Das vierte Streichquartett des Ungarn Bela Bartók gab vor allem dem scheidenden Cellisten Runge Gelegenheit, etwas exponierter seinen samtenen Celloton im schwermütigen  Non troppo lento hören zu lassen.

Das Werk gilt vor allem angesichts ungewöhnlicher Spielpraktiken als wegweisend für Bartóks kompositorische Entwicklung. Das col legno-Spiel, also das Schlagen mit der Bogenstange auf die Saiten, gehört ebenso zu diesen Praktiken wie das dichte Spiel am Steg oder am Griffbrett und ein verstärkter Einsatz von Pizzicati. Vor allem das durchweg gezupfte Allegretto pizzicato, entfaltete hier, von allzu dissonanten Tonschichtungen verschont und vor allem auch in seiner Eingängigkeit einen besonderen Reiz.

Was für Empfindungen aber regen sich erst, wenn mit op.51/2 von Johannes Brahms das genialste Werk des Abends ertönt, in der denkbar intimsten Tongebung und ungemein beseelt.

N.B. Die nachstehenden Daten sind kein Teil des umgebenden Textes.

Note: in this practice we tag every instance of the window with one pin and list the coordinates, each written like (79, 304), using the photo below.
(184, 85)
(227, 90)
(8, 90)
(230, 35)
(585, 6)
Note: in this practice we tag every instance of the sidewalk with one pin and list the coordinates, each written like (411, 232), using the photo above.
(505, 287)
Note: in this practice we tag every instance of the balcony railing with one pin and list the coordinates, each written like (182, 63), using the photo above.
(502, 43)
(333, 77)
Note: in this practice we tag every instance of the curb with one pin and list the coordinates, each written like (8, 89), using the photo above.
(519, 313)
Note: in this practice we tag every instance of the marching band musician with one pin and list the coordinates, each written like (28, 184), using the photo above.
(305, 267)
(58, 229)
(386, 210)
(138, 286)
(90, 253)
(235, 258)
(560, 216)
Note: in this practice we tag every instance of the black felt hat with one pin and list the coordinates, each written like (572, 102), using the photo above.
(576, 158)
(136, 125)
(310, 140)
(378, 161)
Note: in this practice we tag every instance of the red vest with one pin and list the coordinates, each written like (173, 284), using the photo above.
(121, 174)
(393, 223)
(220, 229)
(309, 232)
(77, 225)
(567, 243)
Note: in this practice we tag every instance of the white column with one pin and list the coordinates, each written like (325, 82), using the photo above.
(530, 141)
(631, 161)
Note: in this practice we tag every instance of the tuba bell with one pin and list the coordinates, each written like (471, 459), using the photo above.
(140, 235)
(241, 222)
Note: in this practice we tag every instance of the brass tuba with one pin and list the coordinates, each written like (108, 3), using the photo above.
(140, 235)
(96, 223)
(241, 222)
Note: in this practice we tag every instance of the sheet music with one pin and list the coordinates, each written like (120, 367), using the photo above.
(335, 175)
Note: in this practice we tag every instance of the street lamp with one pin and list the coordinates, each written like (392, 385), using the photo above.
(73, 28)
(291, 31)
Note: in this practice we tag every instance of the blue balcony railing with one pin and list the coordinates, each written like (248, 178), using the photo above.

Kummer, Trost, Melancholie und Hoffnung, alles schwingt in dieser überwiegend lyrischen musikalischen Achterbahnfahrt mit. Der Gesamtklang wirkt dabei stets transparent, luzid und ausgewogen, keiner der Vier drängt sich auch nur einen Moment solistisch in den Mittelpunkt. Das mitreißende, synkopierte, ohrwurmartige Hauptmotiv des Finales freilich, bestimmt und energisch von der ersten Geige angestimmt, ging einem noch auf dem Weg nach Hause durch den Kopf.